Dans ce contexte, le projet de loi de finances prévoit d’intégrer une distinction entre deux catégories de locations.
Ainsi, seraient soumises à la TVA :
- D’une part, les prestations d’hébergement fournies dans le cadre du secteur hôtelier ou de secteurs ayant une fonction similaire sous réserve de remplir les deux conditions cumulatives suivantes :
- les prestations doivent être offertes au client pour une durée n’excédant pas trente nuitées, sans préjudice des possibilités de reconduction proposées ;
- les prestations comprennent au moins trois des quatre services suivants : petit déjeuner, nettoyage régulier des locaux, fourniture de linge de maison et réception, même non personnalisée, de la clientèle (NB : cette liste est identique à celle du texte actuelle).
- D’autre part, les autres « locations de logements meublés à usage résidentiel », si elles sont assorties de trois des quatre prestations de services susvisées.
En pratique, la modification prévue par le projet de loi de finances serait une réécriture du texte actuel qui, sans modifier le régime en vigueur, le conformerait à la directive TVA.
Nous renvoyons le lecteur à notre analyse détaillée publiée sur le blog (cf. TVA et location meublée : parahôtellerie, co-living, résidences services, Airbnb … un amendement gouvernemental pour sécuriser le secteur ?).
Taxes d’urbanismes : plusieurs ajustements (art. 16 quinquies)
L’article 16 quinquies du projet de loi de finances prévoit notamment :
- d’aligner le régime d’exonération de la taxe d’archéologie préventive sur celui de la taxe d’aménagement en matière de création de surfaces de stationnement aménagées au-dessus ou en-dessous des immeubles ou intégrées au bâti, dans un plan vertical de sorte que ces surfaces seraient également exonérées de la taxe d’archéologie préventive. Seront éligibles à cette exonération, les opérations dont le fait générateur de la taxe intervient à compter du 1er janvier 2024;
- d’harmoniser les méthodes de revalorisation annuelle des valeurs forfaitaires par mètre carré de surface de construction retenues en matière de taxe d’aménagement.
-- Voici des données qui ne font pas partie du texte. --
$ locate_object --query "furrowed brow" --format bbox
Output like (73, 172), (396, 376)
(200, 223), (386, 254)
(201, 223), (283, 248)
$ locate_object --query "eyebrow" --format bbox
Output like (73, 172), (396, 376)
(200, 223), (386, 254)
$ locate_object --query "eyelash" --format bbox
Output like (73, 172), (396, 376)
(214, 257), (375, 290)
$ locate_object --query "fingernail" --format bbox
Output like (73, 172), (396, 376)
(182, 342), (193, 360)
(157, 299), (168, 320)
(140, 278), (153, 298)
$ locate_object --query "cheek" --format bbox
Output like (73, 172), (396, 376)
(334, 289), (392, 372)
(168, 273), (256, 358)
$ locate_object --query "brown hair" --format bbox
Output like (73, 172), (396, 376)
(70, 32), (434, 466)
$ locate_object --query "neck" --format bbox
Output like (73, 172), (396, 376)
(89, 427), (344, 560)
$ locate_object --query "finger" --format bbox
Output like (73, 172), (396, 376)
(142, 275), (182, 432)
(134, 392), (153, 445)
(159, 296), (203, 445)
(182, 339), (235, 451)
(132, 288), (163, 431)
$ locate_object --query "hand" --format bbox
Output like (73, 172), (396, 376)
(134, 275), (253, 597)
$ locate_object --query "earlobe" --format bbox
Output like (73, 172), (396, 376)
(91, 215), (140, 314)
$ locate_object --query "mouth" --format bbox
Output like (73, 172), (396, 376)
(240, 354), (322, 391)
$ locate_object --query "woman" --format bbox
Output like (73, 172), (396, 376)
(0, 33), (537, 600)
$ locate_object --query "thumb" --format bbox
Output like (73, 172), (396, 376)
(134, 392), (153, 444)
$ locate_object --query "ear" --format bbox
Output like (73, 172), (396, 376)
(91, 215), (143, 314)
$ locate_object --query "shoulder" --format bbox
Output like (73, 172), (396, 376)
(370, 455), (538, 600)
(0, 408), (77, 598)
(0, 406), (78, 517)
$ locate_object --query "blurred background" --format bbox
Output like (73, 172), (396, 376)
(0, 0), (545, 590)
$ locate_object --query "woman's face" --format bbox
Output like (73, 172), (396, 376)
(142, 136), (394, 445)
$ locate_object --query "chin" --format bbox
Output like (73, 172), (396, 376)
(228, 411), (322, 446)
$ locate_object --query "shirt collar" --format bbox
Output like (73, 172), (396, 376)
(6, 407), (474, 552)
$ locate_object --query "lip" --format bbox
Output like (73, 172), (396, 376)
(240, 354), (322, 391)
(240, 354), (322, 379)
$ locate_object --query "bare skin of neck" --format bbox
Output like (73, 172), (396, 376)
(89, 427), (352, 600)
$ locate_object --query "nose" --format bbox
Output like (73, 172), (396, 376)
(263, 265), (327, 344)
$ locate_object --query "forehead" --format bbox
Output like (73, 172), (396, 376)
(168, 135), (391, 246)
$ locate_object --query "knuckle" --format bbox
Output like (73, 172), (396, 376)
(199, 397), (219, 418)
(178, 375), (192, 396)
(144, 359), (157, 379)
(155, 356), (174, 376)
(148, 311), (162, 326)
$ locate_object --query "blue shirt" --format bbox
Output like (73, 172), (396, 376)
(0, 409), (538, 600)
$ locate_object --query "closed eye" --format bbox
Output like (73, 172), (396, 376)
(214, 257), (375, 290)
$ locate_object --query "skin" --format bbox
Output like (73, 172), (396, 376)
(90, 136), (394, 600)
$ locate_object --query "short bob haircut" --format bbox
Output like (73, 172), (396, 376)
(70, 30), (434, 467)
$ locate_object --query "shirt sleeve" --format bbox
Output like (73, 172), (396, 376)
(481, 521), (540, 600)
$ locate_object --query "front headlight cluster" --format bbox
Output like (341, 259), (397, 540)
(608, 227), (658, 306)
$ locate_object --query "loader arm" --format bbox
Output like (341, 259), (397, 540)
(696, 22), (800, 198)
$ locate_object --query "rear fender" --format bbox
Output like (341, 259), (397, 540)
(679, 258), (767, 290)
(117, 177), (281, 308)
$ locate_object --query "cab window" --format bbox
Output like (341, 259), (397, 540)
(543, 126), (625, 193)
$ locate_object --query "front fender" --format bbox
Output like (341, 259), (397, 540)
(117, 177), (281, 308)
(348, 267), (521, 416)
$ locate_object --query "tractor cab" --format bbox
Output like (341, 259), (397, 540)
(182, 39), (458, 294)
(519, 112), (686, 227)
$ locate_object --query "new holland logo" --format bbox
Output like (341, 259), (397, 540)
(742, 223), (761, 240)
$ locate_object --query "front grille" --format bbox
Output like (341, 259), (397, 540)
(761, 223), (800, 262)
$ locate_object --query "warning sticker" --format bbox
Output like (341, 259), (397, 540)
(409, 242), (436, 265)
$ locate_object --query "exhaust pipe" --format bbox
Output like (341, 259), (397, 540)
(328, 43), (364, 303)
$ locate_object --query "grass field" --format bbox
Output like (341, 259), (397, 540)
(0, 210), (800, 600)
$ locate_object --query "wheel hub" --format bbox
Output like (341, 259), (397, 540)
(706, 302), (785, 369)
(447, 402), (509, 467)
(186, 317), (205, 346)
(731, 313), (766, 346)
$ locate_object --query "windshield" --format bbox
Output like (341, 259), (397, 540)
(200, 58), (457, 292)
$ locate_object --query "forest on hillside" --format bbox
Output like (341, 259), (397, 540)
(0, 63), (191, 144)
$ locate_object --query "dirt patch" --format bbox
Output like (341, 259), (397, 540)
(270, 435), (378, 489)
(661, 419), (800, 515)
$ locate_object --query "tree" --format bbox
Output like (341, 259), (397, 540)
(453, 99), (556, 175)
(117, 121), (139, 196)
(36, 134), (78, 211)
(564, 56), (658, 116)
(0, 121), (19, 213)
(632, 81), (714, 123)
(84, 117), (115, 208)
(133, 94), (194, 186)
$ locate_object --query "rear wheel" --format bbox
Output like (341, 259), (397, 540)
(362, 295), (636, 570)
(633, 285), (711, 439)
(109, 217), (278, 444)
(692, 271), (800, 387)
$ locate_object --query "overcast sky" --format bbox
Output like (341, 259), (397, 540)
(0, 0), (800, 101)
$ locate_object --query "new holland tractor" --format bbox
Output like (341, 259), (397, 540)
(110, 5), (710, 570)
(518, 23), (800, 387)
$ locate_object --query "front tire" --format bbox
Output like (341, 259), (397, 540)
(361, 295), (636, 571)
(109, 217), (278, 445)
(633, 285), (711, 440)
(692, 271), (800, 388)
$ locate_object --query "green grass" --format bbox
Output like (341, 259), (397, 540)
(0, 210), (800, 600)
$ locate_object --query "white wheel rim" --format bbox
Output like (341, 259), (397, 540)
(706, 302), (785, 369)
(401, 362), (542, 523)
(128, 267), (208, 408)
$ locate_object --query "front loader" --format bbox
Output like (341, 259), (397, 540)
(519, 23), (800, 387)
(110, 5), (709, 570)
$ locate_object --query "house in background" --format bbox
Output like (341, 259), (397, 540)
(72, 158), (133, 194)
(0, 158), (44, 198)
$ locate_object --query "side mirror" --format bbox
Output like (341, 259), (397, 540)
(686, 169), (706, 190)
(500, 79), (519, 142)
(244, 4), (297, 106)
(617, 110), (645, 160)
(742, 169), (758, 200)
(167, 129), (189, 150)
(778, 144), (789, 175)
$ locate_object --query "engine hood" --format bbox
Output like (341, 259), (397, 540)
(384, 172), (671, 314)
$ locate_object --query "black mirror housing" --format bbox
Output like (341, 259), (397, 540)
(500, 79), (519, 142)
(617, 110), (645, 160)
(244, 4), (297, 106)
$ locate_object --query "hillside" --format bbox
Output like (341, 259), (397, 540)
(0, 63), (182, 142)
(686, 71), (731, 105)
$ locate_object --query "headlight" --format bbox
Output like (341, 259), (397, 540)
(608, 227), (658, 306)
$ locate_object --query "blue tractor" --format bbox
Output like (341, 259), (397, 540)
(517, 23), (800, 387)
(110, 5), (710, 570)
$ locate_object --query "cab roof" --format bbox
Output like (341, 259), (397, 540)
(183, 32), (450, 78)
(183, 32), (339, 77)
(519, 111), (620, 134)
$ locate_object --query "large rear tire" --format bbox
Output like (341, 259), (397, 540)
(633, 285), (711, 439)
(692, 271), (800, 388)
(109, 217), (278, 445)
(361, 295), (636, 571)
Cette mesure permettrait d’intégrer les autorisations de construire accordées à compter du 1er janvier 2024 faisant suite à une demande d’autorisation initiale déposée avant le 1er septembre 2022 dans le champ du dernier alinéa de l’article 1635 quater H du CGI.
Droits de mutation à titre onéreux : nouvelle obligation déclarative pour les cessions de titres de sociétés à prépondérances immobilières (art. 23 ter)
Le projet de loi de finances introduit une obligation déclarative applicable à compter du 1er janvier 2024 visant à informer l’administration fiscale si :
- les droits sociaux cédés sont afférents à une société transparente au sens de l’article 1655 ter du CGI ;
- les participations cédées confèrent au cessionnaire, direct ou indirect, le droit à la jouissance d’immeuble ou de fraction d’immeubles au sens de l’article 718 du CGI ;
- le cessionnaire a acquitté ou s’engage à acquitter des dettes contractées auprès du cédant par cette personne morale, en précisant, le cas échéant, leur montant.
Selon les auteurs de ce texte, cette obligation déclarative a pour objet de lutter contre les pratiques de minoration et de contournement des droits de mutation à titre onéreux.